太陽光から身を守るために完全遮光の体制の私ドラキュラは、
日焼け止めなどでは容易に皮膚や眼を傷めつけられるので、
タクシーの中で手製の完全遮光の覆いで顔面も覆っている。
だから辺りの様子は全くわからない。
しびれを切らして「バスの後ろなの?」と運転手さんに尋ねてみた。
「違う!」ぶっきらぼうに答えた高齢のドライバー。


 
タクシーは動かぬままに、ただただ時が流れて行った。
すると突然、重い空気と一緒に交錯するようにエンジン音が車内に入って来た。
どうやら高齢ドライバーはタクシーの窓を開けたらしい。 
「何するのよ!私はドラキュラなのよ。直に太陽光が入って来るじゃないのよ!」
「何をわけのわからないことを言ってるんじゃ。
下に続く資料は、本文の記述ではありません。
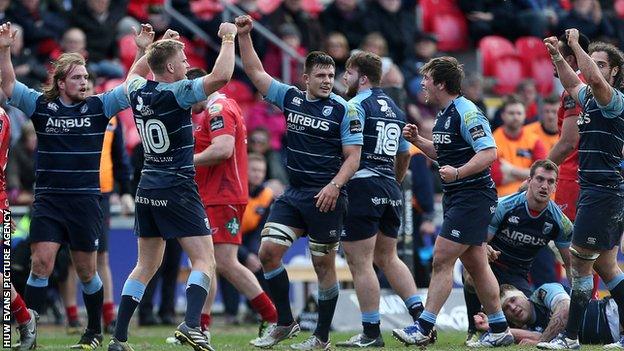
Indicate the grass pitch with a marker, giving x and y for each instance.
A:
(234, 338)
わしはコロナで死にたくないんじゃ!」
「止めて、窓を閉めて!」とドラキュラ。 高齢ドライバーは、強盗に備えて足元にハンマーを置いていた。
それを振り下ろされて、私は終わった。

 
と言うことにはならなかった。
私もコロナは怖いから気持ちはわかる。
そして、私は枯れた。
今日の東京の新規コロナ感染者数はついに600人を超えた。
渋滞ながらもタクシーは病院になんとか着いた。
事実上、Go to コロナでコロナに終着駅は見えない。
迎春なんて気分にはとてもなれないな。